To makeTest Kitchen understand policies internally we need to configure the chef_zero provisioner plugin. Add a new section to the .kitchen.yml with this content, setting the name of the plugin to use and the path to the Policyfile to test.

For testing named run lists, we can add a per-suite configuration value. Make sure to nest the provisioner: key at the same level as name:, YAML is very sensitive to whitespace.

Similarly we can use multiple suites to test different policies. This can be combined with the named_run_list configuration key to build a list of suites for all the possible run lists in all the policies.

With our trusty .kitchen.yml configuration in place, we can move on to the basics of using Test Kitchen. In this case we aren’t actually writing any tests, so the two commands we need to worry about are kitchen converge and kitchen destroy. The converge command creates a new virtual machine using Vagrant (or one of the other drivers if set that up), installs Chef, and runs the requested policy. kitchen converge on its own will converge all instances (suite plus platform pairs) but it can take an optional regular expression to filter down to specific instances. When we are done working, use kitchen destroy to clean up all the virtual machines.

Putting it all together we get this Test Kitchen config. We haven’t set up any actual tests yet, but this will let us run the policy in a VM and see if it converges cleanly.

Switching to Policyfiles usually means rewriting some amount of roles, environments, and the cookbook equivalents of each to the Policyfile structure. Let’s examine each of those.

A pretty simple role for deploying some kind of application. We’re pulling in some kind of base recipe, an application recipe, and set a node attribute for the application’s port.

Or to look at it in the form of a role cookbook. The same effective role just in cookbook metadata, attributes, and recipes. You can see the same role data, the recipes are pulled in via include_recipe and the application port is set in the attributes file.

Converting this to a Policyfile is fairly straightforward.

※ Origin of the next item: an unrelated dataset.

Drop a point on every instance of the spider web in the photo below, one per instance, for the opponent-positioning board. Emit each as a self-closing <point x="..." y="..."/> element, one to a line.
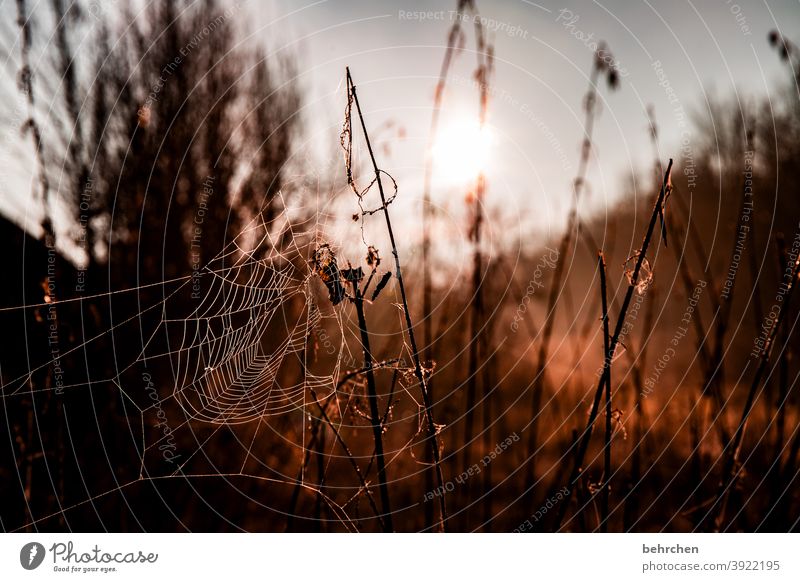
<point x="227" y="363"/>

We have the same run list as with the other forms, and notably the attributes are exactly the same as in the role cookbook making the conversion even easier.

Moving on to an environment; here we have a version constraint to lock the postgresql cookbook and an attribute to set Postgres’ data directory.

Converting this to a cookbook is a bit less clear. This is following my specific version of the environment cookbook pattern, but yours may look slightly different. We pull in all our role cookbooks, in addition to the version constraint on the postgresql cookbook. Our environment attributes become cookbook attributes, and each role maps to a single recipe.

Converting to a Policyfile is similarly dicey. Environments map to policy groups, but this means that it can be difficult to include cross-policy constraints. This is the most direct conversion, starting from the role policy but adding the cookbook constraint and attribute. This works as a kind-of one off but will only apply to the one “role” and we would have to update the policy as we move things through the pipeline if we want different versions of postgresql in different policy groups.

A more useful translation is often to use a snippet of Policyfile code that can be shared between the multiple policies. This handles some of the possible use cases, but remember to mesh this on top of the single release pipeline structure.

Another option for long-term version restrictions on community cookbooks is to put a stubby wrapper in the policy repo’s cookbooks.